Inmediatamente regresó al lienzo. La pintura estaba adquiriendo forma cuando descubrió que ella cerraba los ojos. El pintor se hizo de un pincel, se deslizó hacia ella y empezó a acariciar los pezones de la chica con un tono dorado intenso, los vio erguirse y también notó que su piel empezaba a erizarse. Le encantó que ella mantuviera los ojos cerrados y le gustó distinguir su cuerpo meciéndose al compás de sus caricias de colores.
—Ese pincel es tan suave —dijo ella e intentó tomarlo. Roberto esquivó su movimiento mientras buscaba un pincel más grueso. Con él recorrió sus zonas más sensibles y fue de los labios a los senos y luego al ano.

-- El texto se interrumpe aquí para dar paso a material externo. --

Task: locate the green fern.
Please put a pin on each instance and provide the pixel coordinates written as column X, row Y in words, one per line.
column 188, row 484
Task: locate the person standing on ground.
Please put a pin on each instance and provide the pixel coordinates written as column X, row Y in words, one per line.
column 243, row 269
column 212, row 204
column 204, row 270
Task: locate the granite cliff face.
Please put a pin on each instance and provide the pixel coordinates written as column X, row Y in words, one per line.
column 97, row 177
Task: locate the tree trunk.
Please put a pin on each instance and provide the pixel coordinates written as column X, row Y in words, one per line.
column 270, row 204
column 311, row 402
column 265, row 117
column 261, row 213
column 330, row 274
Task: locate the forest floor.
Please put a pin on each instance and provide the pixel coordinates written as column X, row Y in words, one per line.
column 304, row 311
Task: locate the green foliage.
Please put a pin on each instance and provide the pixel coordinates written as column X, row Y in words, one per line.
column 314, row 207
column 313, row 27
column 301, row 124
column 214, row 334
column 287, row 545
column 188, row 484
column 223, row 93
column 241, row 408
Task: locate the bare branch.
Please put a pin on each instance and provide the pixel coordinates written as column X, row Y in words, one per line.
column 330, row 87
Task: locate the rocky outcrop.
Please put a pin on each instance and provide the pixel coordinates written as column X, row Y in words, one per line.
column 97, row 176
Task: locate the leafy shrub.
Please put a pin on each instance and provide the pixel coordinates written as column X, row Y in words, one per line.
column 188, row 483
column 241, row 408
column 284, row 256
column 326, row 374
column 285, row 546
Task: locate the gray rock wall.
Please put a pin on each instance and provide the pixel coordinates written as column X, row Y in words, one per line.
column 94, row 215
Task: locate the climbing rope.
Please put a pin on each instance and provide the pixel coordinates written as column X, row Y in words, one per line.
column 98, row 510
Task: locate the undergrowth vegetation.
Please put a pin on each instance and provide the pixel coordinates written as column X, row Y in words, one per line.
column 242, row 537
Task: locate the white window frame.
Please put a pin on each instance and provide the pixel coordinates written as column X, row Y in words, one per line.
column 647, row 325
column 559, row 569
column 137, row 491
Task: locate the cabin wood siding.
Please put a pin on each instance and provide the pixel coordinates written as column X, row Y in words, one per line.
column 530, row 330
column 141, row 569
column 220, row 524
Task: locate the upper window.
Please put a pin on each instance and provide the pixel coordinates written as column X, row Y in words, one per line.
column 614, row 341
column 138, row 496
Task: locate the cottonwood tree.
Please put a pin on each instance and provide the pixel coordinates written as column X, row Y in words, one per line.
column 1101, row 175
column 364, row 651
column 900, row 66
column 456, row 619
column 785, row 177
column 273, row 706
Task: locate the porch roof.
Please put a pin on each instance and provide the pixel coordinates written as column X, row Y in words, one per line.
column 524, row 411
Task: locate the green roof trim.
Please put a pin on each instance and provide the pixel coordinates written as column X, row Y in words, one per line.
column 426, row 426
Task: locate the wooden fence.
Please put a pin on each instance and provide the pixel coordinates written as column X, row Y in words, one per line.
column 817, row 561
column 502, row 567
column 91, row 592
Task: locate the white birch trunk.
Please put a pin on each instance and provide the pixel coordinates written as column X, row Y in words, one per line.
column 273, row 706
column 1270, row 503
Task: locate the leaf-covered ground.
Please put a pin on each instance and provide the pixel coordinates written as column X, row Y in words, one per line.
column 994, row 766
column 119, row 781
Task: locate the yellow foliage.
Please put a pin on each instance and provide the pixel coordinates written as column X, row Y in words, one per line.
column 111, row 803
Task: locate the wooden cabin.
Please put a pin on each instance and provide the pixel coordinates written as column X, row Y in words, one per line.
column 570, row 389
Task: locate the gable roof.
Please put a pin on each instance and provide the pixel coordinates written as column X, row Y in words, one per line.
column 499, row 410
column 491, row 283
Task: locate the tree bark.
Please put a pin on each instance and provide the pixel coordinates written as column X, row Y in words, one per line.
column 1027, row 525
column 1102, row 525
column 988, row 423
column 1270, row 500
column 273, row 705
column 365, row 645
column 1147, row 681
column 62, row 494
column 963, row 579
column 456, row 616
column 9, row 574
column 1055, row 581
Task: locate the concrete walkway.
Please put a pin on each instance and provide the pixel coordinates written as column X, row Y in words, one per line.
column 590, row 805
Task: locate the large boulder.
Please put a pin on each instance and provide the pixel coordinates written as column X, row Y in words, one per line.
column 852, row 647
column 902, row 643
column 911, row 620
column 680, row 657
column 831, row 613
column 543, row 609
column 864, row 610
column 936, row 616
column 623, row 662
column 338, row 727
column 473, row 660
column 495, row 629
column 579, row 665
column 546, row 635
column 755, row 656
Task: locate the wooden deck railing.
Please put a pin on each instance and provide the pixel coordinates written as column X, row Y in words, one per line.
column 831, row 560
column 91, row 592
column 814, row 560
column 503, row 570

—Siente los pinceles como una extensión de mis dedos, de mi pene —le dijo mientras la seguía acariciando con cuidado.
—No hables, no me digas a dónde vas. Sólo déjame sentir. Acerca el pincel a donde quieras.
Tomó otra vez los colores con sus manos y sintió la piel de la mujer bajo sus dedos. Combinó varios tonos. Le encantó escuchar cuando ella emitió un quejido y ver cuando curvó su cuerpo como si sintiera dolor o placer o placer y dolor.
Roberto sintió que el hombre que había sido antes había vuelto y regresó al lienzo a pintar. Nuevamente los trazos fueron firmes. Sus manos hacían lo que él les pedía. Combinó unos trazos fuertes con otros sutiles. El cuerpo de Elianne aún estaba en sus manos.
Mientras deslizaba el pincel le dio gusto pensar que la imagen que aparecería en el diario reflejaría su alegría y la fuerza renovada. Incluso quiso asomarse a un espejo para verse, imaginando algún prodigio. Pensó que su piel marchita tendría que tener de nuevo luz.
           Justo cuando estaba a punto de terminar sintió un nuevo flashazo inundando el estudio. La mujer, aún desnuda y con el cuerpo cubierto de colores, se desplazaba por la habitación haciendo su trabajo.
Luego Elianne puso la cámara sobre la mesa en la que antes estuvo posando y se acercó al maestro. Él le dijo que se acercara.
          —Aquí está el retrato que buscabas —dijo Roberto, quien tomó el lienzo que recién había terminado, y sonrió. El autorretrato lo mostraba joven, brillante y vivo.